Su una cosa noi italiani non scherziamo affatto: la qualità dei nostri prodotti di lusso. Se poi questi prodotti vengono da gruppi industriali strutturati, in grado di competere e vincere sui mercati mondiali, beh… ancora meglio.
Questi gruppi del lusso ci sono e, come dimostra un’attenta analisi di Pambianco, vanno forte. L’editore ha infatti analizzato i risultati ottenuti nel 2012 dalle quotate in Borsa del comparto lusso, incrociandoli con gli indici Pambianco Fashion dei mercati di Asia, Europa e Stati Uniti. Un ordine non casuale, visto che dall’analisi è risultato che l’indice a Mayr crescita del 2012 è stato quello asiatico, con un incremento che ha sfiorato il 100% (98,6%), seguito a distanza siderale dall’indice europeo (+13,1%) e da quello statunitense (+4,3%).
Per quanto riguarda le performance borsistiche, sul più alto gradino del podio troviamo proprio un’azienda di casa nostra, Prada, che ha avuto una performance del +112,7% sulla piazza di Hong Kong, strappando il primato di azienda del lusso più performante dell’anno. Nel Vecchio Continente, invece, l’Italia occupa la prima e la terza posizione, grazie ai brillantissimi risultati ottenuti a Piazza Affari da Brunello Cucinelli (+72,4%), primo titolo del lusso in Europa, e da Salvatore Ferragamo, +60,5%. Tra i due si insinua “Mr. Zara”, che con il gruppo iberico Inditex piazza un 66,9% di tutto rispetto. Alla faccia della fama di Paesi eurodeboli che ci siamo guadagnata.

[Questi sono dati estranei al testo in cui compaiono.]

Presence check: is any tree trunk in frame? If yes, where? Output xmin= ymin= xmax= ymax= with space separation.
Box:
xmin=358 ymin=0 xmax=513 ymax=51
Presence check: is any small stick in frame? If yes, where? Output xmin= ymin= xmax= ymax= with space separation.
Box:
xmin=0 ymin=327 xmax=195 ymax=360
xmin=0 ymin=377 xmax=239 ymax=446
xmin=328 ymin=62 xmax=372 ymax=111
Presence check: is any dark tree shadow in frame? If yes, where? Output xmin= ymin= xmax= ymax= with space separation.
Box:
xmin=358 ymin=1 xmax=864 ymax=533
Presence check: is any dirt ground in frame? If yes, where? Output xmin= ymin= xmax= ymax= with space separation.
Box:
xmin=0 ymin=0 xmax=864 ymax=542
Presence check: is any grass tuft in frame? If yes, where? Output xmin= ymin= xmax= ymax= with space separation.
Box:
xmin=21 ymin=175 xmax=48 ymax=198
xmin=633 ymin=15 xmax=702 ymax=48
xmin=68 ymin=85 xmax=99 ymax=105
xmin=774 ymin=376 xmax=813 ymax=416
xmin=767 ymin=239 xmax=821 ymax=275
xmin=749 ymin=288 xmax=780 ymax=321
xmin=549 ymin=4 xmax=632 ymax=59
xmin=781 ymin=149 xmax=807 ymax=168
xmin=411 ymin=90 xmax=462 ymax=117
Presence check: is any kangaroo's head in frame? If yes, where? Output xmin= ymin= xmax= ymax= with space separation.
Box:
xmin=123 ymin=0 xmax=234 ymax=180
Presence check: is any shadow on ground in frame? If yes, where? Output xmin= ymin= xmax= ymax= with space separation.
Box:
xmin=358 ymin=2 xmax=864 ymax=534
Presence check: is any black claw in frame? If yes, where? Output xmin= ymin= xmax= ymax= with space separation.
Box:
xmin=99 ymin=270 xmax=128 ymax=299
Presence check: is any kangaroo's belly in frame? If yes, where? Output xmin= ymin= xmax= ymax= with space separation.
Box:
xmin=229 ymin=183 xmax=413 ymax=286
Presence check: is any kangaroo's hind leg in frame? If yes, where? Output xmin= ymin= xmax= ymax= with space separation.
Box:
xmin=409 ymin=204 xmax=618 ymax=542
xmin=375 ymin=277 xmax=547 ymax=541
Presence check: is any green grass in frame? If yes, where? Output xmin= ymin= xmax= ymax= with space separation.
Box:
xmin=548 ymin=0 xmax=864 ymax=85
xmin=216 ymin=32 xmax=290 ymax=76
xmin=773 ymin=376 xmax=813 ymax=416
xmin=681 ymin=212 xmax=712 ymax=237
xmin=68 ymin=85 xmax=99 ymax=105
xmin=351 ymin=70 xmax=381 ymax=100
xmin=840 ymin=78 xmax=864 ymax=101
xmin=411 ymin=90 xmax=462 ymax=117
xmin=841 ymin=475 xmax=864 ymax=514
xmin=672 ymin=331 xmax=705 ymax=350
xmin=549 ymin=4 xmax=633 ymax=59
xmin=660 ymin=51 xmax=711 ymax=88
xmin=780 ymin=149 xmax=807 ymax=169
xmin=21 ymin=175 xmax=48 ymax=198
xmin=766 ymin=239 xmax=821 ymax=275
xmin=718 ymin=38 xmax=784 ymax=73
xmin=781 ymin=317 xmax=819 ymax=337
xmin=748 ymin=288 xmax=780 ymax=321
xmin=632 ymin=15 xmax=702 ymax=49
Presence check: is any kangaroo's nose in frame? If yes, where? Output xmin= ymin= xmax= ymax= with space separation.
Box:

Del resto, in tutti questi casi stiamo parlando di gruppi industriali ormai fortemente orientati sui mercati globali e sempre meno ancorati, in quanto a fatturati e prospettive di sviluppo, alle aree geografiche di provenienza. Poche cose, ormai, sono globali come la moda e i suoi brand: piaccia o no, è questo uno dei segreti della loro lunga vita e prosperità in un’economia mondiale grigia e asfittica.